All participants included completed the 7 months gait retraining program. After baseline assessment, a number of global kinematic contributors to common running injuries were identified and were used for the real-time feedback during the retraining protocol; these were, cadence [12,25], greater peak contralateral pelvic drop (CPD), and trunk forward lean, as well as an extended knee and dorsiflexed ankle at initial contact [9]. Participants were asked to run at a self-selected speed with a 10% increase in their original step rate [11,12,16,25,26]. A modified gait retraining protocol according to Chan et al. [16] was used. In brief, the triathletes participated in four sessions of gait modification over four weeks with one session per week. During the training, the athletes were asked to run at a self-selected speed on a treadmill. Visual biofeedback in the form of a sagittal plane video of the triathlete was displayed on the monitor in front of them (Figure 1).
Participants were instructed by the physiotherapist to modify kinematic variables such as the position of their trunk, contact of the foot with the ground, and knee flexion at initial contact.

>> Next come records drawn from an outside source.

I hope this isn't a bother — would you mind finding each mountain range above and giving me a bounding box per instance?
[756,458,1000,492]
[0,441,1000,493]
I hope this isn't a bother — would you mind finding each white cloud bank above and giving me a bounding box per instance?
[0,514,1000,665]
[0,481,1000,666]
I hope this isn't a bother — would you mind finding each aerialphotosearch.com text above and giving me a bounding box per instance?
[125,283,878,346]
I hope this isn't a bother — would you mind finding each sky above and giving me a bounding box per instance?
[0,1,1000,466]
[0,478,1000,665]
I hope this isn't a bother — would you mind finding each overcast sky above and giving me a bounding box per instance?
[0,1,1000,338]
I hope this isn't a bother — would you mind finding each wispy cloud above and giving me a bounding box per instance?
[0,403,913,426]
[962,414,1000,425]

During the first 5 min, participants were instructed to match their footstep to an audible metronome set to the new step rate which increased their original step rate by 10% [12]. The training time was gradually increased from 15 min to 30 min over the four sessions, and visual/audible feedback was progressively reduced in the last 2 sessions (Table 2). Triathletes were then instructed to maintain their new running pattern during their daily running practice only with their watch cadence as feedback.

2.4. Statistical Analysis

With the aim of discovering which variables were more strongly related with the risk of injury among triathletes, we applied machine learning techniques from the artificial intelligence field. Specifically, an ensemble learning method for classification, known as random forests (RF; Breiman, L., 2001) was used to extract the variables that best discriminated between participants who were injured or not in the first period of the study, i.e., before the gait retraining phase. A total of 71 variables were collected from these participants in an excel sheet, although not all these characteristics were selected for the purpose of this present study. Thus, we initially conducted a feature selection protocol to retain only 47 characteristics in order to construct the final dataset as input for the machine learning algorithms. Such variables were selected according to the literature [9,22], to collect data on kinematics, sEMG and running dynamics.
Hence, once the participant data were acquired from the overall observational system, i.e., from the sensors, accelerometers, and video recordings, a raw data set was constructed. After we cleaned this dataset, we converted it into a classification problem for use with machine learning classification techniques. Thus, the problem was added to a supervised learning area’ in which the algorithm tried to learn patterns from data previously labeled for a classification. In our case, a new feature named "injured" was used to classify the triathletes who were injured before the retraining (during 2018) and was our dependent variable.
Once most of the important variables were obtained, we also statistically analyzed them through paired t-tests (with an alpha of 0.05) to compare differences in the pre- and post-test measurements, i.e., before and after the retraining phase. To select the appropriate test, first the normality of the data was checked through the Shapiro–Wilk test (p ≥ 0.05). In case normality was not met an equivalent non-parametric alternative to paired t-test is used, in that case the paired samples Wilcoxon test was employed.

3. Results

A total of 19 volunteer triathletes initially participated in the study. All of them successfully completed the program and there were no losses to follow-up.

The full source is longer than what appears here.